La vision du rôle des zones défavorisées a évolué ces dernières années. Croyez-vous ce changement durable ?
Daniel Prieur : Dans les années 60-70, l'UE ne voyait que la forêt comme avenir à plus de 600 m d'altitude. Aujourd'hui, elle s'inquiète de l'impact de la Pac sur les zones les plus difficiles et les productions fragiles. En France, le bilan de santé, avec le rééquilibrage des aides, a marqué un virage. Les zones herbagères ont été reconnues dans leur vocation à produire et pas seulement leur rôle environnemental. L'Allemagne avant nous, à la suite de la Pac de 1992, avait déjà pris ce parti en régionalisant les aides. Cet infléchissement favorable aux zones défavorisées herbagères est désormais inscrit dans l'histoire.
La Pac 2014 leur sera favorable ?
D. P.: Cette Pac sera favorable au maintien d'un minimum de soutien à l'agriculture sur l'ensemble du territoire. Pas plus pour les zones défavorisées que pour les autres. On s'oriente en effet, avec l'abandon des droits historiques, vers un même montant de DPU moyen par hectare sur une échelle de temps qui débuterait en 2014. Mais les zones défavorisées, partant d'un niveau de DPU plus faible que les autres, bénéficieront de l'effet mécanique de cette convergence. Si le prix des céréales reste au niveau actuel, cette convergence pourrait être atteinte dans un délai de trois ans. Toutefois, il y a une urgence à gérer celle des zones herbagères orientées sur la viande bovine. Les zones défavorisées ont par ailleurs beaucoup d'atouts à faire valoir (systèmes de production herbager, présence de haies, de cours d'eau…) de par leur action sur l'environnement, pour se caler dans l'orientation qui se dessine de verdissement des aides du premier pilier. La possibilité qui y serait offerte de reconnaissance des handicaps spécifiques est également une carte à jouer pour les zones du type marais, zones séchantes… non couvertes par les ICHN.

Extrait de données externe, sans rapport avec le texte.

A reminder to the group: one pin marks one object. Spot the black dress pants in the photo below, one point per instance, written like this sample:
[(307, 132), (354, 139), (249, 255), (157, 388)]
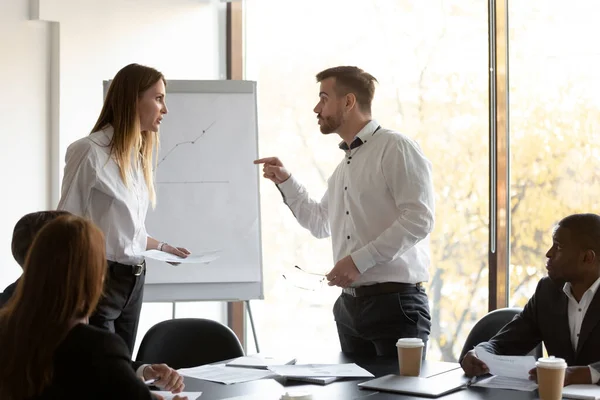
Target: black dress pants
[(119, 308), (371, 325)]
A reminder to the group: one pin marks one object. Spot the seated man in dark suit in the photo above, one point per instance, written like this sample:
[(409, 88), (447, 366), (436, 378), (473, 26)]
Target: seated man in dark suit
[(23, 234), (564, 311)]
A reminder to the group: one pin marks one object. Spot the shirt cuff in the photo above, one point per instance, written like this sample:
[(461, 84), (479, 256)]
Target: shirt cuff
[(140, 371), (363, 259), (595, 374), (290, 187)]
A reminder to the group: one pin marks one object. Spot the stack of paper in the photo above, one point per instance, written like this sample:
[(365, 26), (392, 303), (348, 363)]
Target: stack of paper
[(259, 361), (585, 392), (321, 370), (203, 257), (222, 374), (510, 372), (170, 396)]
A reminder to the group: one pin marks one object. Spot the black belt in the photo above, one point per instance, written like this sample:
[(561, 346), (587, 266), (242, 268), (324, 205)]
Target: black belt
[(126, 269), (383, 288)]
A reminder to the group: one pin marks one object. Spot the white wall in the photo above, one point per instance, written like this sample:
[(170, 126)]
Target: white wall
[(24, 116), (184, 39)]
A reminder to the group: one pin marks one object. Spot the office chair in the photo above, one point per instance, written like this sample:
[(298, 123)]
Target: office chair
[(489, 325), (188, 342)]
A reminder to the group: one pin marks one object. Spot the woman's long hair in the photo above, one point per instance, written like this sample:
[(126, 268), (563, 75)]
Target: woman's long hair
[(62, 282), (129, 142)]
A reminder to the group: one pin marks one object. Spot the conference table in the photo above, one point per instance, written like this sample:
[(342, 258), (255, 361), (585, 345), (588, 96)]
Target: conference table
[(267, 389)]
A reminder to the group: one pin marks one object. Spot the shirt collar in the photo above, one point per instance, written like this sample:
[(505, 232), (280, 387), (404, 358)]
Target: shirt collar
[(367, 131), (592, 289)]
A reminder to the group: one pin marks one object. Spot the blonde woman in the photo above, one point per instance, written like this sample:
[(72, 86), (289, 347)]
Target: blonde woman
[(109, 179), (48, 350)]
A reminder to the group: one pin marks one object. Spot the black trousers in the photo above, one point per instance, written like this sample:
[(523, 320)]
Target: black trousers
[(119, 308), (371, 325)]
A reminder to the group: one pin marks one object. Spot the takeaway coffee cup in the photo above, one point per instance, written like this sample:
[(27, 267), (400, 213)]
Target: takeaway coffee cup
[(410, 352), (551, 376)]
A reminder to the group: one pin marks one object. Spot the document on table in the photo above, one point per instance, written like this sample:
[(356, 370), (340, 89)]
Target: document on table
[(260, 361), (197, 258), (350, 370), (222, 374), (585, 392), (170, 396), (517, 367), (501, 382)]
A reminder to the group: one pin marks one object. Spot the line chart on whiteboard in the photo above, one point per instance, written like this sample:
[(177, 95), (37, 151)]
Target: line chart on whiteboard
[(172, 153), (189, 142)]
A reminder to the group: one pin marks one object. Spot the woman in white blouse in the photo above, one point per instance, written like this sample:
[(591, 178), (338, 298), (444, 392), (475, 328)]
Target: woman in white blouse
[(109, 179)]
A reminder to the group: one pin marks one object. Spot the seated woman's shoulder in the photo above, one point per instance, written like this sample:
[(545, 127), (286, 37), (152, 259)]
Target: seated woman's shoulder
[(90, 339)]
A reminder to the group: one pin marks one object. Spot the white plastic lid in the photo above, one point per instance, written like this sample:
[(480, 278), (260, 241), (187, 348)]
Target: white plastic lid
[(551, 362), (296, 396), (409, 342)]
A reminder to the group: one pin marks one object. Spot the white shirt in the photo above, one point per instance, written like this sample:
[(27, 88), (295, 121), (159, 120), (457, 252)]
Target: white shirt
[(576, 312), (92, 187), (378, 208)]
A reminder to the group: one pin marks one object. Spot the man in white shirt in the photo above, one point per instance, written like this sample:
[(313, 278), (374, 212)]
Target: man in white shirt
[(564, 311), (379, 211)]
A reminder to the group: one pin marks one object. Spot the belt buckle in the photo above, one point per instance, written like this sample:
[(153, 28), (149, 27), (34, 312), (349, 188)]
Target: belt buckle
[(137, 269)]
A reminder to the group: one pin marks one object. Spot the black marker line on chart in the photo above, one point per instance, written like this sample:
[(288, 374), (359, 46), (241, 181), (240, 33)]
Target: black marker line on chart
[(186, 142), (187, 182)]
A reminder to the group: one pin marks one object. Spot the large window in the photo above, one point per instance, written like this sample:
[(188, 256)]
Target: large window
[(431, 60), (554, 127)]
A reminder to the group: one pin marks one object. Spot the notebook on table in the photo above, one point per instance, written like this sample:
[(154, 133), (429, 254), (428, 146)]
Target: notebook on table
[(320, 380), (436, 386)]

Et au sein du second pilier ?
D. P.: Je suis rassuré que l'hypothèse d'ICHN rapatriées dans le premier pilier s'éloigne. Il y avait là le risque, en cas de crise, d'en voir une partie prélevée pour soutenir certains secteurs. L'option en débat consistant à fusionner ICHN et PHAE (sans exclure des contrats spécifiques type Natura 2000) permettrait d'en faire plus, notamment dans le cadre de la prise en compte des actifs. Mais il faut absolument retrouver de la liberté d'entreprendre dans nos systèmes d'exploitations. C'est-à-dire en finir avec les fils à la patte que sont les mesures agri-environnementales. On peut faire de l'environnement autrement, plus intelligemment. Ne rêvons pas à un transfert massif de fonds vers le deuxième pilier. Beaucoup d'États y sont défavorables du fait du cofinancement obligatoire et de la situation de leurs finances En revanche, on peut attendre ces aides différemment. Il y a aujourd'hui, via la modulation, de l'argent fléché du second pilier non utilisé. Je pense aux crédits disponibles pour la politique de diversification, circuits courts… Cet axe qui permet de faire levier est très intéressant. Car, en aidant l'investissement, on rend les exploitations moins dépendantes des soutiens.
Ces aides seront-elles suffisantes ?
D. P.: On ne peut pas conduire une politique agricole seulement basée sur les soutiens. Ce n'est pas pérenne. Il faut s'attendre à ce que Bruxelles rogne le budget agricole pour d'autres priorités. L'agriculture en zone difficile n'a pas pour rôle que d'entretenir le territoire. Elle est d'abord dans une logique d'entreprise dont l'avenir passe par un engagement collectif à long terme et un investissement économique des producteurs dans des filières à valeur ajoutée différentiées. Il est dommage que certains voient le rééquilibrage des aides juste comme une DPU supplémentaire. Le meilleur investissement à faire est d'en engager une partie dans ces filières.